L2L: From Lemmatizers to Linkers
Milano, 2022 - 2023
The goal of the L2L project is to create a new CLARIN Resource Family of interoperable resources based on the Linguistic Linked Open Data paradigm. To this end, existing LOD-capable resources already integrated in CLARIN are reviewed, and the model of the “LiLa-Linking Latin” project (http://lila-erc.eu) is expanded. The focus is on interoperability between lemmatizers, corpora, and lexicons. The first step of L2L will be to list all the LOD-compliant resources available within CLARIN’s VLO and Switchboard that satisfy at least the first 4 points in Berners-Lee’s 5-star classification and are potentially ready to be included in the Resource Family. Step two is to integrate into the CLARIN Switchboard the LiLa’s Text Linker, a lemmatizer of Latin that generates RDF output where tokens are linked to the LiLa’s lemma collection. Finally, an extension of the LiLa model for a sample language (Italian) will be tested, using only CLARIN’s resources. The aim is to set up a prototype service that leverages resources in the Switchboard and VLO to generate interoperable data fitting the requirements of the Resource Family.

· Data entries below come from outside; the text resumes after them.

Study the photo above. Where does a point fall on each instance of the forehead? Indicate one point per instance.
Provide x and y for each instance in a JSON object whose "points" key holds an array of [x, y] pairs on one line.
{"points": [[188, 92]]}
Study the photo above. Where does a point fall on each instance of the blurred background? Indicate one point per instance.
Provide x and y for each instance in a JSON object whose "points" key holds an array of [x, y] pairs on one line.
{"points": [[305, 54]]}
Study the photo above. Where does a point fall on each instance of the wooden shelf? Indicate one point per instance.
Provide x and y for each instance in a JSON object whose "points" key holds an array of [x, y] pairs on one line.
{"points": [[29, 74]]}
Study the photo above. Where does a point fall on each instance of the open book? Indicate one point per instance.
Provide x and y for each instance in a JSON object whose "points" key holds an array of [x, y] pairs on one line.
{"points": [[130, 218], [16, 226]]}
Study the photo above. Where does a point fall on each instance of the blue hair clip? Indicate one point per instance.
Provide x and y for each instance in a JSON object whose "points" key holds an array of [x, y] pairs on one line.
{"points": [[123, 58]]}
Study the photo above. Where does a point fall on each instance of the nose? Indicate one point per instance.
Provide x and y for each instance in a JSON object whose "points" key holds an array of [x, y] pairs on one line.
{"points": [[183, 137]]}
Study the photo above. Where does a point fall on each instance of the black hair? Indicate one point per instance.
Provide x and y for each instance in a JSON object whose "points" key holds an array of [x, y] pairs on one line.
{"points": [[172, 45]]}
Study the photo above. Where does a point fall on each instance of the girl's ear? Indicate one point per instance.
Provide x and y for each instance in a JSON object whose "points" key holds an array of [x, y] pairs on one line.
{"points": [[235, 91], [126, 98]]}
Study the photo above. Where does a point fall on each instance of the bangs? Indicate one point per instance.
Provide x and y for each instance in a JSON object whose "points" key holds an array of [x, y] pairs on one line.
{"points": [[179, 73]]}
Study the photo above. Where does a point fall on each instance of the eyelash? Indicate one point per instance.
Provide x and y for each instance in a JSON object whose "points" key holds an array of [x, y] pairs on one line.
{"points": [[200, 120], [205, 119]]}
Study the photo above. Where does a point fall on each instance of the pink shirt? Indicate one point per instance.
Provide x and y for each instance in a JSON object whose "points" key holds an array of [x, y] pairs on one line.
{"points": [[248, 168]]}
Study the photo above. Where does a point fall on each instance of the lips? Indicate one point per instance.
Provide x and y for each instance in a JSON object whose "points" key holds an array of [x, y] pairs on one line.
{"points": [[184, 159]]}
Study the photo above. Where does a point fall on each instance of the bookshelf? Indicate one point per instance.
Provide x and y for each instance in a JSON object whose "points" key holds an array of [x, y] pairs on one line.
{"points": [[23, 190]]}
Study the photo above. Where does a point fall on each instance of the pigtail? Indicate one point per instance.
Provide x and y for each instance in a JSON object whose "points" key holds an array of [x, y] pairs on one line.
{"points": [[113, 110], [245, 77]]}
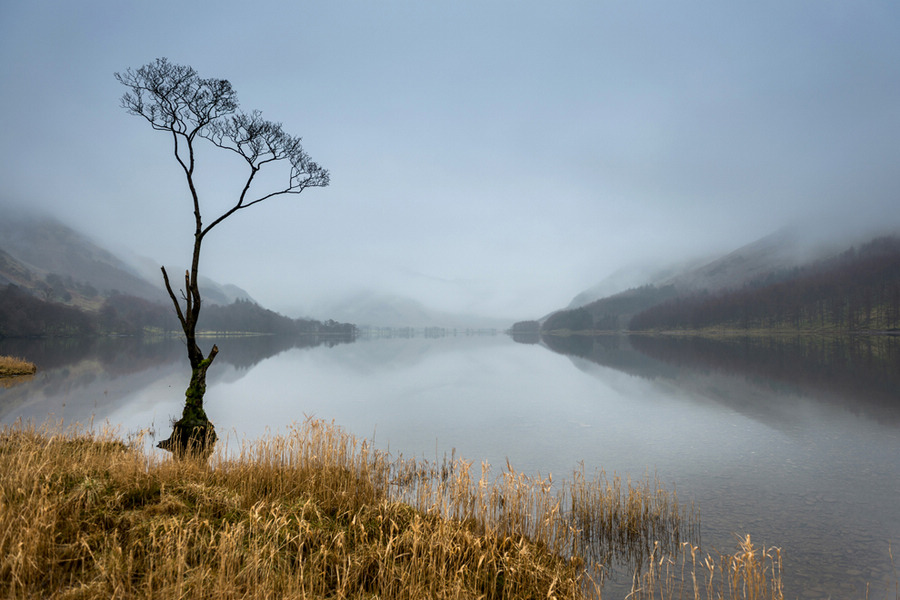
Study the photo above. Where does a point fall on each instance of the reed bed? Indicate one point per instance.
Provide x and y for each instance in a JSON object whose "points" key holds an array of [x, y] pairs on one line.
{"points": [[312, 514], [11, 366]]}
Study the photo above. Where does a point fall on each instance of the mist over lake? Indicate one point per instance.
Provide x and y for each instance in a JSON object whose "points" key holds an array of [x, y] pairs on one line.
{"points": [[803, 456]]}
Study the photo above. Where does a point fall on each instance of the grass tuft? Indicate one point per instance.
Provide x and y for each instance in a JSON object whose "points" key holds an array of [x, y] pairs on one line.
{"points": [[11, 366], [319, 514]]}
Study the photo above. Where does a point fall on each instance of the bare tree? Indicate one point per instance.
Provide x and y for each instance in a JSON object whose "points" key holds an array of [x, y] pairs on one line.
{"points": [[178, 102]]}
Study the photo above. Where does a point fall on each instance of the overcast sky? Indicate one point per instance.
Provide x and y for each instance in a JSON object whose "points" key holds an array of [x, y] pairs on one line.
{"points": [[488, 157]]}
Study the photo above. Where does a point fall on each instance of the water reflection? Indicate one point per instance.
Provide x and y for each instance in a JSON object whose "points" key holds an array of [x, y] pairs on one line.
{"points": [[794, 441], [79, 379], [857, 373]]}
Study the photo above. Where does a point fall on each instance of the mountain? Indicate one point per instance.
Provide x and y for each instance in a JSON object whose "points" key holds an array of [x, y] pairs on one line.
{"points": [[52, 260], [376, 309], [764, 262], [48, 255]]}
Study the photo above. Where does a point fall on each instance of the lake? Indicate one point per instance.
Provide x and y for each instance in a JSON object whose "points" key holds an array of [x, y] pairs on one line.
{"points": [[794, 440]]}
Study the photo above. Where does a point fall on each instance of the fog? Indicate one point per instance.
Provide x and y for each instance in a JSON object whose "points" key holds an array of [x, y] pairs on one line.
{"points": [[490, 158]]}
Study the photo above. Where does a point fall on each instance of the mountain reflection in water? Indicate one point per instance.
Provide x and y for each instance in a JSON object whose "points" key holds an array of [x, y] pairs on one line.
{"points": [[857, 373]]}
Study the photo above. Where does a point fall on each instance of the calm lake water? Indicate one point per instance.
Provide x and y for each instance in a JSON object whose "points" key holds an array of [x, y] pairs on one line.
{"points": [[795, 441]]}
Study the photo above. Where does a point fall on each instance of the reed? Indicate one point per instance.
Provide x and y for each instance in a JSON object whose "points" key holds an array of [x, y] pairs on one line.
{"points": [[314, 514], [12, 366]]}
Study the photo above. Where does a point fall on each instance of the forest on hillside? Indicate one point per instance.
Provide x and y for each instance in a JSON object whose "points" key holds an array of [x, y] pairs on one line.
{"points": [[23, 314], [858, 290]]}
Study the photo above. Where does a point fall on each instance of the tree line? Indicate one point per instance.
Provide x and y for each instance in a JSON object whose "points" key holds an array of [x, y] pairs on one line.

At the end of L2L, the creation of a CLARIN Knowledge Center dedicated to interoperable, LLOD-compliant language resources will be promoted.
Working group:
- Marco Carlo Passarotti - Director of CIRCSE
- Francesco Mambrini
- Giovanni Moretti
Sede: Milano
Area Scientifica: scienze dell’antichità, filologico-letterarie e storico-artistiche
Responsabile scientifico: Francesco Mambrini
Periodo di svolgimento della ricerca: 2022 - 2023